Let’s cut to the chase. The AMIRA, at least at press time, won’t support any form of 4K image acquisition. I asked ARRI, and they replied that they’re not able to comment on potential future camera products. Filmmakers, DPs and other image-quality watchdogs already have began asking how the AMIRA will be able to compete with other digital cinema cameras like the RED EPIC and the Sony F5, F55 and F65, all of which are capable of capturing at 4K or higher spatial resolutions. AMIRA captures 2K or 1920×1080 files in Rec. 709 or Log C using ProRes LT, 422, 422 HQ or 444 codecs. More on this later.

Markus Dürr, Product Manager for the AMIRA, is based in Munich, Germany, at ARRI’s headquarters. "The design goal for AMIRA was primarily to get a camera that’s perfectly suited for any kind of documentary-style shooting," he reveals.

While the AMIRA doesn’t boast 4K capabilities, ARRI has included some other specifications that are impressive. How does a camera with a dynamic range that exceeds 14 stops, low noise levels, subtle highlight handling, natural color and especially smooth, flattering skin tones sound?
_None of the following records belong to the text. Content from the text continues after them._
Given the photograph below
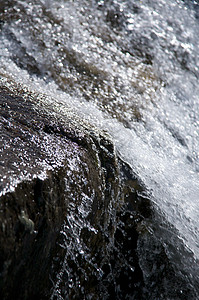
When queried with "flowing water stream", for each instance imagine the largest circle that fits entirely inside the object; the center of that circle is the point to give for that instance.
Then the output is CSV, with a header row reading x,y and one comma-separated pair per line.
x,y
130,68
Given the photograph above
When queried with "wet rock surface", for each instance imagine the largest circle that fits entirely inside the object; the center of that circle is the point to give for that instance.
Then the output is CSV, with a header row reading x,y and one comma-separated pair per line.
x,y
74,220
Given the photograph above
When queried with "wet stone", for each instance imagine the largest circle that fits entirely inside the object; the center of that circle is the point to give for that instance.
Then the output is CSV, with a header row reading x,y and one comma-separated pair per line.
x,y
74,221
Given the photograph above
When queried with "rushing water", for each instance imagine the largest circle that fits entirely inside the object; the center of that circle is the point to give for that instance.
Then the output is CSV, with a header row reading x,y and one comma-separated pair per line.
x,y
132,69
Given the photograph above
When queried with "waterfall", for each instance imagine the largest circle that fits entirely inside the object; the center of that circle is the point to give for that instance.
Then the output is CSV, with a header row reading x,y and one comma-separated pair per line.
x,y
130,68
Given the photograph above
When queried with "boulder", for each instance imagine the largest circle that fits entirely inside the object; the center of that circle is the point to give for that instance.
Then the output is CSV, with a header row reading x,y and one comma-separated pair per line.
x,y
75,221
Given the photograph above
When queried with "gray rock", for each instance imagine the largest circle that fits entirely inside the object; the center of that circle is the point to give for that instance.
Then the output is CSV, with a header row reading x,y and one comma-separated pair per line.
x,y
74,220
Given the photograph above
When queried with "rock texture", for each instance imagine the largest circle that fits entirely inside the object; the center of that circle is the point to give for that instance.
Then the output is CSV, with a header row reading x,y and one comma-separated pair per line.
x,y
74,221
47,170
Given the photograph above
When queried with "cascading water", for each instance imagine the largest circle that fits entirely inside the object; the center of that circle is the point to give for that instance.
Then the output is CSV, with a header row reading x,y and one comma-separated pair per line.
x,y
132,69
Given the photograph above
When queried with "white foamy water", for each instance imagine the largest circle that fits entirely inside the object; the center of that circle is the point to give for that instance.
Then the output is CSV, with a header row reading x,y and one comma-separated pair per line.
x,y
149,63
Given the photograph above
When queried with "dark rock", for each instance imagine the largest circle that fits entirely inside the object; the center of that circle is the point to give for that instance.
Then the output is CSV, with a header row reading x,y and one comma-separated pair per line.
x,y
49,169
75,220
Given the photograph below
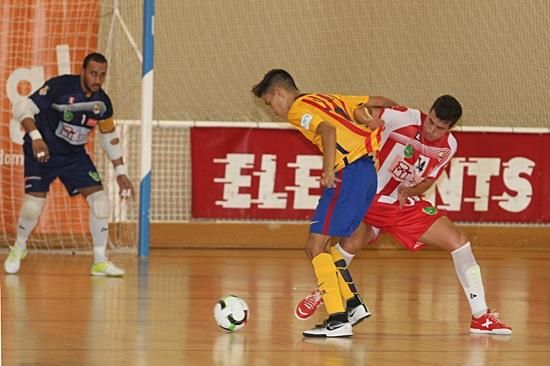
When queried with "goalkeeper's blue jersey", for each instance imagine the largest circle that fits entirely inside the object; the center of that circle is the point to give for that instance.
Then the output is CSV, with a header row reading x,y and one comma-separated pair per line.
x,y
67,114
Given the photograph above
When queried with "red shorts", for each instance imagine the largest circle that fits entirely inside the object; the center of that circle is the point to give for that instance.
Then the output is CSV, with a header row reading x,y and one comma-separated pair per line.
x,y
405,224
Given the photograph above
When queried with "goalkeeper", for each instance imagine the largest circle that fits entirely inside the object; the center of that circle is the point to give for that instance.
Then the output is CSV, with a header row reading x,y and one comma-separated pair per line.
x,y
58,119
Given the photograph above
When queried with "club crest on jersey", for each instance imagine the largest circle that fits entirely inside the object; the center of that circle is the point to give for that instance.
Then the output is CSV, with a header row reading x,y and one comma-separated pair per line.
x,y
94,175
306,121
430,210
408,152
43,91
68,115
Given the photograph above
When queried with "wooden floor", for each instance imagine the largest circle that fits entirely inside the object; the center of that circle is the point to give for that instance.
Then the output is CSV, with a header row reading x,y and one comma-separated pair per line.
x,y
54,313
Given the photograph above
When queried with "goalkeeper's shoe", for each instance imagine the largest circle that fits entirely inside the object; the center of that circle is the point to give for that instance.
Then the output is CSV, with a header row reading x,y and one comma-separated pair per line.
x,y
13,261
106,269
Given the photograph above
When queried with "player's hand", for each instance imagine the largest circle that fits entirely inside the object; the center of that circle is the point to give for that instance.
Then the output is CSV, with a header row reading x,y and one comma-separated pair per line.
x,y
40,150
402,195
329,180
375,123
126,187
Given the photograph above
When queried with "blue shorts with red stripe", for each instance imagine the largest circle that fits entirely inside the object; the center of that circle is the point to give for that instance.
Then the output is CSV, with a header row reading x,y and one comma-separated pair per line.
x,y
340,210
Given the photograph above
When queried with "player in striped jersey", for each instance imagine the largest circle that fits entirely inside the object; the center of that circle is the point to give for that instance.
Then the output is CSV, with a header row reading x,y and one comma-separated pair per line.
x,y
416,147
348,178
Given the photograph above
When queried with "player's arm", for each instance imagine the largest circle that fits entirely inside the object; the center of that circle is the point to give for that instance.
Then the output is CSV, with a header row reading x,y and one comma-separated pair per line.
x,y
413,191
380,101
24,112
110,142
328,137
368,114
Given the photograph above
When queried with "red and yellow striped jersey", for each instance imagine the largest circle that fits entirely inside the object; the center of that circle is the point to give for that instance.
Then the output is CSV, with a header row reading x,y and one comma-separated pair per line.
x,y
352,140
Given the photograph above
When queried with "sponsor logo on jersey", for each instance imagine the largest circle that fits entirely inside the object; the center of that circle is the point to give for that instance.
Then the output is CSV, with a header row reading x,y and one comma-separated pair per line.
x,y
306,121
430,210
94,175
408,152
68,115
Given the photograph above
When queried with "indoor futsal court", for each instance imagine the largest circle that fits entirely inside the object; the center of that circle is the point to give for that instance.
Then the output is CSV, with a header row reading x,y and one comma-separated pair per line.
x,y
54,313
193,141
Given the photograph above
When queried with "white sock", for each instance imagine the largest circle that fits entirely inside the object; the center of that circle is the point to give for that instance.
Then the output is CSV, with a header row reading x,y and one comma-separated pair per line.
x,y
469,275
24,230
347,256
99,228
28,219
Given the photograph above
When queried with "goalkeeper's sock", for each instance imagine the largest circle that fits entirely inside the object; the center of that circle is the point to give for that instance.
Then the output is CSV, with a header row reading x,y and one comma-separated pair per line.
x,y
24,230
99,228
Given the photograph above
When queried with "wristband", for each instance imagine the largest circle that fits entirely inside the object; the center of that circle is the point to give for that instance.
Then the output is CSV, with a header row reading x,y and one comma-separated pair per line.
x,y
35,135
121,170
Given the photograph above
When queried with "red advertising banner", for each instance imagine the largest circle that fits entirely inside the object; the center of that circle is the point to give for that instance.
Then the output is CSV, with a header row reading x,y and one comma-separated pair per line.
x,y
248,174
39,40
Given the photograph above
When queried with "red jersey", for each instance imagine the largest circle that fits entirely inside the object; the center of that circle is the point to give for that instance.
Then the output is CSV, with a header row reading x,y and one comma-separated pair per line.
x,y
406,158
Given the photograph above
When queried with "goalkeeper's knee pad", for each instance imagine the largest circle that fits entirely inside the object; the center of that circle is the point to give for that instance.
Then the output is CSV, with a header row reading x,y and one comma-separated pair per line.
x,y
32,207
99,204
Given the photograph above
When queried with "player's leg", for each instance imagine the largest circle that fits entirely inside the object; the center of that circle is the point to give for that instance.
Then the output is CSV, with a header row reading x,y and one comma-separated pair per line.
x,y
82,177
354,304
356,309
444,234
347,206
33,204
38,177
317,247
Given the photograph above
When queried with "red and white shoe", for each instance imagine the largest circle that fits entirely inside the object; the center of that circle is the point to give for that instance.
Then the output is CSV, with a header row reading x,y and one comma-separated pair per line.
x,y
489,324
306,308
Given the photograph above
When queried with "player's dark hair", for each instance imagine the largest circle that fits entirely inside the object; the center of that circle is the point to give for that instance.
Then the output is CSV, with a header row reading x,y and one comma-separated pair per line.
x,y
94,56
275,77
447,109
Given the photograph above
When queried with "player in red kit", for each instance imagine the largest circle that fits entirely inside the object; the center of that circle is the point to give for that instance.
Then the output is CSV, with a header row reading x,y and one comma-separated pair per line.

While the AMIRA wasn’t available for a hands-on review, I’ve shot with the ALEXA, and one of the things that continually impresses me about that camera is the incredibly smooth and lifelike skin tones. Other cameras I’ve shot with, which shall remain unnamed, have much higher spatial resolution than the ALEXA, but all of that resolution really has little to do with how the footage will look to someone on their computer screen or on a large movie screen.